This week I caught up with Shawn Cabral, Director of Marketing at Sitecore UK. Shawn has previously written for the Digital Marketing Magazine, explaining how to drive customer loyalty with a digitally connected leadership approach. We spoke about how loyalty has changed in the digital world.
How would you describe loyalty before digital?
“The original concept of loyalty was primarily centred on the quality of the personal relationships the customer had with the people representing a brand. Whether this was the bank manager, shop assistant or travel agent, the way they interacted with us, how they delivered the brand’s core values and product benefits contributed directly to building customer loyalty. This face-to-face ‘personal relationship’ began to fade as digital started to take hold. Loyalty is also built from familiarity, or an emotional connection with the brand - especially within the FMCG sector, and sometimes this is passed down from one generation to the next – we’re loyal to certain brands without really questioning why.”
Traditionally, how did they want to engage with businesses?
“Customers desire two-way interaction to build a solid relationship with a brand and it’s digital that opens up this interplay. Customers today wish to engage with the brand on ‘their terms’, although the challenge is how brands interpret these ‘terms’. Brands need to gain a deeper level of customer insight, understand a customer’s preferred way of communicating and lead the interaction in terms of predicting and anticipating their needs and desires, this then opens up real engagement. However, brands need this whole picture when looking at their customers, such as the channels they use and how they like to interact so they can engage accordingly with each individual customer. Digital marketing platforms offer marketers solutions that can offer this detailed level of insight, and also real-time flexibility to adapt to a customer’s changing needs.”
Customer satisfaction was the main factor in loyalty prior to digital, would you say that has changed? Or are customers satisfied in different ways?
“Prior to digital, customer satisfaction was one of the only elements we could measure. But now with digital we can gauge satisfaction more effectively across the entire customer experience through utilising digital marketing platforms. Today we can measure the ‘loyalty’ aspect before a prospect becomes a customer prior to any interaction with the brand, such as discovering whether the consumer is a fan of the brand and how a prospect moves towards purchase to the actual transaction stage. There may be customers who were previously satisfied with the brand but have had little or no interaction because of affordability or due to change of circumstance. These customers may still be ‘loyal’ to the brand and can be good advocates for other prospects.”
What would you say is the biggest driver of customer loyalty in a digital world?
“The key to true engagement still lies with the emotional connection a customer has with a brand. What the brand does to empower the customer’s lifestyle and affirm their aspirations can ultimately trigger the emotive driving force behind the solid and loyal relationship of a customer. Digital can create ‘moments of delight’, a brand recognising or rewarding a consumer at a moment where a gesture makes maximum emotional impact.
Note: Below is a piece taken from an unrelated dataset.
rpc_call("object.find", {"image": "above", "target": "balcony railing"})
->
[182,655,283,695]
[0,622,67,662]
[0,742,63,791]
Brands can also start to recreate the personal relationship of the sales or company rep and even go beyond customer insight through automated personal communication, timed around the individual behaviour, and converse with the customer without being prompted. This 360° experience from a customer/brand perspective will build that long-term relationship similar to the personal face-to-face experience we benefited from before digital came into play.”
How important is big data to providing customer engagement, and therefore satisfaction and loyalty?
“We are talking insight here, you need to use your data sources in a way that will be relevant for measuring loyalty in your sector. A great place to start would be to look at the differences between loyal customers and customers who leave, and identifying if there are there any obvious reasons why customers leave. How does your brand measure customer satisfaction, are you benchmarking your brand versus other brands in your sector, or benchmarking against the best in the world? If you are in a sector that is not renowned for excellent service for example, then benchmark against the very best. Digital is a marketing and a business enabler, and can help you make huge progress in delivering a customer experience that is more personalised and appropriate to the needs of your customers.”
By Jonathan Davies, Editor of the Digital Marketing Magazine.